Cas de cession et clôture
Si les plans proposés ne permettent pas le redressement, le tribunal peut ordonner la cession totale ou partielle de l’entreprise. En fin de mission, le commissaire à l’exécution du plan établit un rapport annuel et le tribunal prononce la clôture du redressement après vérification de l’exécution du plan.
Conséquences sociales et protections spécifiques
En cas de redressement judiciaire, l’AGS (Association Garanties des Salaires) peut intervenir dans le cadre du paiement des salaires et indemnités au jour du jugement d’ouverture. Il est recommandé de préparer en amont des dossiers salariés (contrat de travail, paie, identité, RIB, etc.).

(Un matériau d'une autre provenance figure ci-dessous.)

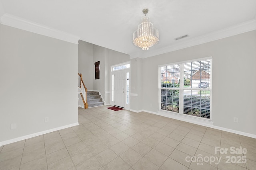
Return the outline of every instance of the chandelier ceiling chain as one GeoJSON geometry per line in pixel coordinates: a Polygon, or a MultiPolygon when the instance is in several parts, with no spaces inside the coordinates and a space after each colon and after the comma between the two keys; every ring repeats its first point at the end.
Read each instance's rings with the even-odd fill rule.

Cas particuliers et points clés
- La procédure vise à préserver l’activité et les emplois, tout en apurant le passif, et elle peut déboucher rapidement sur une continuation, une cession ou une liquidation si nécessaire.
- Pour les petites structures, des procédures accélérées peuvent être ouvertes lorsque les conditions le permettent (moins de 20 salariés et passif faible).
- Le dirigeant peut, dans certains cas, voir sa rémunération maintenue; l’administrateur peut toutefois demander une révision à la baisse.
- La protection des actifs passe par l’inventaire et le gel du passif, afin de permettre une évaluation et une gestion plus sereine des dettes.
Le redressement judiciaire, que vous permet il de faire ? Quelques explications un peu rassurantes
Le redressement judiciaire se distingue de la liquidation judiciaire: son objectif est la poursuite de l’activité et l’apurement du passif, et non la dissolution immédiate de l’entreprise.